Llegan hasta mí por diferentes caminos dos recomendaciones que son una: una autobiografía y un vídeo relacionado con la misma: “Sálvora. Diario de un farero“, de Julio Vilches. Julio fue farero en dicha isla desde 1980 hasta su reciente automatización, y quiere compartir sus vivencias en ella, tanto las exclusivamente profesionales como las más personales: cómo fue evolucionando su trabajo, a qué dedicaba sus ratos de ocio, diferentes personajes con los que fue coincidiendo… en fin, anécdotas de todo tipo y todas bien interesantes. Podéis haceros con él prácticamente en cualquier librería.

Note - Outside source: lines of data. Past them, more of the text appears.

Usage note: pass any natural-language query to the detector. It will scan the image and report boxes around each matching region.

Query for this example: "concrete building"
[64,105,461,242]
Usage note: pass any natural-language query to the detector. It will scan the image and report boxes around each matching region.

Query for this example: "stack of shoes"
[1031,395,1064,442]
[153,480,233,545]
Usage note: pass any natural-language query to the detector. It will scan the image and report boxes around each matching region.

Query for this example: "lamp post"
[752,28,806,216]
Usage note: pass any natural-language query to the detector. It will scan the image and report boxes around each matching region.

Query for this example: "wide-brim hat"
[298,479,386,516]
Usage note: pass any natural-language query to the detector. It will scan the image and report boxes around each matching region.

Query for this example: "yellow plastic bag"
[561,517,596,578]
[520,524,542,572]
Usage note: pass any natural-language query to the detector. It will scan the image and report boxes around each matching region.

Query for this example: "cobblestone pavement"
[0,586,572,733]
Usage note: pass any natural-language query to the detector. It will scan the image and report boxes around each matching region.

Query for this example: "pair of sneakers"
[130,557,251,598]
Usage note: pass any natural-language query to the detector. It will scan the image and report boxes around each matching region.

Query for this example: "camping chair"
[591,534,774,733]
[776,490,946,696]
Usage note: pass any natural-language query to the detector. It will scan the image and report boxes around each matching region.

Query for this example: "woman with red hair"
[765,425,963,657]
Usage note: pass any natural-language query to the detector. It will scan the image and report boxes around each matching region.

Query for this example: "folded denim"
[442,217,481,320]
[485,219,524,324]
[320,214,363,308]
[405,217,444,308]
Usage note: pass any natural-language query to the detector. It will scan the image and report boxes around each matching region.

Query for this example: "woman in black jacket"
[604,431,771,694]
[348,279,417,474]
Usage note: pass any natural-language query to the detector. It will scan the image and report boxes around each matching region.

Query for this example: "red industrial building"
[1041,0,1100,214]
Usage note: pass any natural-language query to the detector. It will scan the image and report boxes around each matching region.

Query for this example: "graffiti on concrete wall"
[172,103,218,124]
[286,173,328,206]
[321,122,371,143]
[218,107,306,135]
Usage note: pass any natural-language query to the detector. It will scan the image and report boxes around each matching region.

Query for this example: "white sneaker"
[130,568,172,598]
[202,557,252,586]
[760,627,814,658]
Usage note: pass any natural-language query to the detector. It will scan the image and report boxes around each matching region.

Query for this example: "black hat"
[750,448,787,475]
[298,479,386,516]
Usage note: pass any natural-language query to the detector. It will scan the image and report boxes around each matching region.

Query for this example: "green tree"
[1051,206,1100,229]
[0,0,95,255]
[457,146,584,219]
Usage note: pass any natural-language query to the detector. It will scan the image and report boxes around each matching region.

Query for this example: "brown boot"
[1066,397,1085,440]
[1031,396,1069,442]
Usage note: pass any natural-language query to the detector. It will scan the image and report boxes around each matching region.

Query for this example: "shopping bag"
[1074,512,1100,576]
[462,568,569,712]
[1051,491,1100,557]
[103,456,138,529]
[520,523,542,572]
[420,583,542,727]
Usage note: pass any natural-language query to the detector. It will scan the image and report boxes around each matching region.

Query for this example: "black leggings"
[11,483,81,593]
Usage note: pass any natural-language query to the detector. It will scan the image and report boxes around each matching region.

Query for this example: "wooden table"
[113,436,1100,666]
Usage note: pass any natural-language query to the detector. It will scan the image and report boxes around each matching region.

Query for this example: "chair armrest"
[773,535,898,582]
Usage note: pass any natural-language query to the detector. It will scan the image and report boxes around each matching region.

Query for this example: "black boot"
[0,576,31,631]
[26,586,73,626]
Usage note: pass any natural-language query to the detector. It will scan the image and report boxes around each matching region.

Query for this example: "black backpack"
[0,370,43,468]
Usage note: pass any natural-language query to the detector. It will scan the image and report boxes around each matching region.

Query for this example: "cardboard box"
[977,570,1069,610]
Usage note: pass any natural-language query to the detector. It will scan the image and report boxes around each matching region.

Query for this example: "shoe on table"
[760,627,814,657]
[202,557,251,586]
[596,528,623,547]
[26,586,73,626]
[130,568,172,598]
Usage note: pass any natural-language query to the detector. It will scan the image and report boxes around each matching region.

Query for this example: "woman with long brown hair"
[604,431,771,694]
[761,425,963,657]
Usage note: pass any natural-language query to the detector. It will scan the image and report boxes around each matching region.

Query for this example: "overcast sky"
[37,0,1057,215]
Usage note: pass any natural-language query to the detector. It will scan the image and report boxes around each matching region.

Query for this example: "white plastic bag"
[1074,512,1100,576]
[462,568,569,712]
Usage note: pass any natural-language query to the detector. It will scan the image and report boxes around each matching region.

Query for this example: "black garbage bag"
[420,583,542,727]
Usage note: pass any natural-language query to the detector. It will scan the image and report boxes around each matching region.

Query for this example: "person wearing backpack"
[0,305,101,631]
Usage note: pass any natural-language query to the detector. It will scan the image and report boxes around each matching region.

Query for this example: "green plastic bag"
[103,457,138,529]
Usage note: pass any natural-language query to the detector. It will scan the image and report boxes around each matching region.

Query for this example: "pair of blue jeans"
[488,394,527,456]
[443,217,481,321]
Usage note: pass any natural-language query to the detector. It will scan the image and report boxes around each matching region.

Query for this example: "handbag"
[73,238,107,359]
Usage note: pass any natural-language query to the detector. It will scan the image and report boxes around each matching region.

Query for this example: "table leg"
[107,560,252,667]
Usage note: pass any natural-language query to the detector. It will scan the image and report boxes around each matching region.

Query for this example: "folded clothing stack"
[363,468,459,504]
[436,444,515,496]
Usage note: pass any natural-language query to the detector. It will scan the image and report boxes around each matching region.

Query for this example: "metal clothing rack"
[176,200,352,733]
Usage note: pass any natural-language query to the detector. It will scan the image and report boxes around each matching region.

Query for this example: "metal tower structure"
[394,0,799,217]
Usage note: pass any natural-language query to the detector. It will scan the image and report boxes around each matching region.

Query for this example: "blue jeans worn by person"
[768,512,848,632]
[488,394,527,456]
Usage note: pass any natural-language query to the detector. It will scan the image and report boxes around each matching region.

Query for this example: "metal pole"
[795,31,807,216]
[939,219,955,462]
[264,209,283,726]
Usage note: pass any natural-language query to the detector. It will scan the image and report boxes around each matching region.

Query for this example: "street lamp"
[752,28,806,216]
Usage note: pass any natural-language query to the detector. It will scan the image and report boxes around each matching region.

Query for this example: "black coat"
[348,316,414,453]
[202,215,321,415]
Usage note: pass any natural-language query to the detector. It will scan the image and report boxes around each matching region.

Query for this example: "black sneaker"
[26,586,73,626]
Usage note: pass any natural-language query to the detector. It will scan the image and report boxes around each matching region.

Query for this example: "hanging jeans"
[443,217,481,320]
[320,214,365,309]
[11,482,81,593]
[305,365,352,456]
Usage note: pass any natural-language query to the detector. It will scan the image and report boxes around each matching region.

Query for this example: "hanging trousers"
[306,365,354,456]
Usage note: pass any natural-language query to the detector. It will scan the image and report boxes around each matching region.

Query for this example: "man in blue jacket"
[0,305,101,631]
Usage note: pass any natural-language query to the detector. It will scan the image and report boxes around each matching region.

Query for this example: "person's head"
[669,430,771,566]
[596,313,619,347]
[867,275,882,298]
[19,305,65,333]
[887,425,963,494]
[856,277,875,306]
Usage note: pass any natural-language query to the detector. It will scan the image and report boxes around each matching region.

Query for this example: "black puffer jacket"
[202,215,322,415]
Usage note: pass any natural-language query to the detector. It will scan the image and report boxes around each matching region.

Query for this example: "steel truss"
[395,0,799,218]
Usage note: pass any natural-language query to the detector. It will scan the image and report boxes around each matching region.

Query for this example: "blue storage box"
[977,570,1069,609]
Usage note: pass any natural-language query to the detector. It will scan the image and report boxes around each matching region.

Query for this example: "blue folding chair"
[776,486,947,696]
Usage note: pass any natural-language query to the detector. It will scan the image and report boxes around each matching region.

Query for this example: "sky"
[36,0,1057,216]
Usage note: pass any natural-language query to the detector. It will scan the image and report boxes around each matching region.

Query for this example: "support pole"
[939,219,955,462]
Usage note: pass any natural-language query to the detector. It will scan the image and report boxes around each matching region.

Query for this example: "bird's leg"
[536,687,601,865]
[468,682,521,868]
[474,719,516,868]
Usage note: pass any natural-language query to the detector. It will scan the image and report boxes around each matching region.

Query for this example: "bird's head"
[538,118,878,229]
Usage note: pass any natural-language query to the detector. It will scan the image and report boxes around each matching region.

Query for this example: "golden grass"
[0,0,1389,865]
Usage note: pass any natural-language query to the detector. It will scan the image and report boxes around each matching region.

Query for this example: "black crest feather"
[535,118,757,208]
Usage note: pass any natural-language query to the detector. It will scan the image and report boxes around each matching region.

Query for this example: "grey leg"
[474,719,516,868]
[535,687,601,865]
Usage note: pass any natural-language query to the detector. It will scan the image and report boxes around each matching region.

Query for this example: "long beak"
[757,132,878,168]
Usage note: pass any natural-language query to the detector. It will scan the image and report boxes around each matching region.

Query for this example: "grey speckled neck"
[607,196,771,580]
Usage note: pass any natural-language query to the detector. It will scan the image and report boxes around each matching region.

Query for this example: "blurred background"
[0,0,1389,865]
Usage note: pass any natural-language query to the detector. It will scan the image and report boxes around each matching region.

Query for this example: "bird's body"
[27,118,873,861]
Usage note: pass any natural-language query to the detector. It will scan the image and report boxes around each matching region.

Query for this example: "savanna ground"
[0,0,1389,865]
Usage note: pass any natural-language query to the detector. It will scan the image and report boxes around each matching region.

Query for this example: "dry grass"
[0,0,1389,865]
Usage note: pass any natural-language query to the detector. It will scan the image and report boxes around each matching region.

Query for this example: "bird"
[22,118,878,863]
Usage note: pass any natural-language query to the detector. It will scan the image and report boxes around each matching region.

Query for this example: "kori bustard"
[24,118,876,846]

Y el vídeo, de unos 11 minutos de duración, nos ofrece unas preciosas imágenes, muy personales y exclusivas grabadas por Gloria Vilches, familiar de Julio como imaginaréis.

El faro de Sálvora ha sido automatizado este pasado año 2017. Hay varios documentos que nos describen este proceso, entre ellos este artículo en el Faro de Vigo de noviembre de 2017 y este segundo vídeo que os comparto y que también es muy ilustrativo:

Espero que disfrutéis de estos vídeos, que leáis el libro para descubrir esta fascinante y hermosa isla y luego, si os es posible, os acerquéis a recorrerla. Yo ya estuve allí y la disfruté muchísimo. ¡Hasta pronto!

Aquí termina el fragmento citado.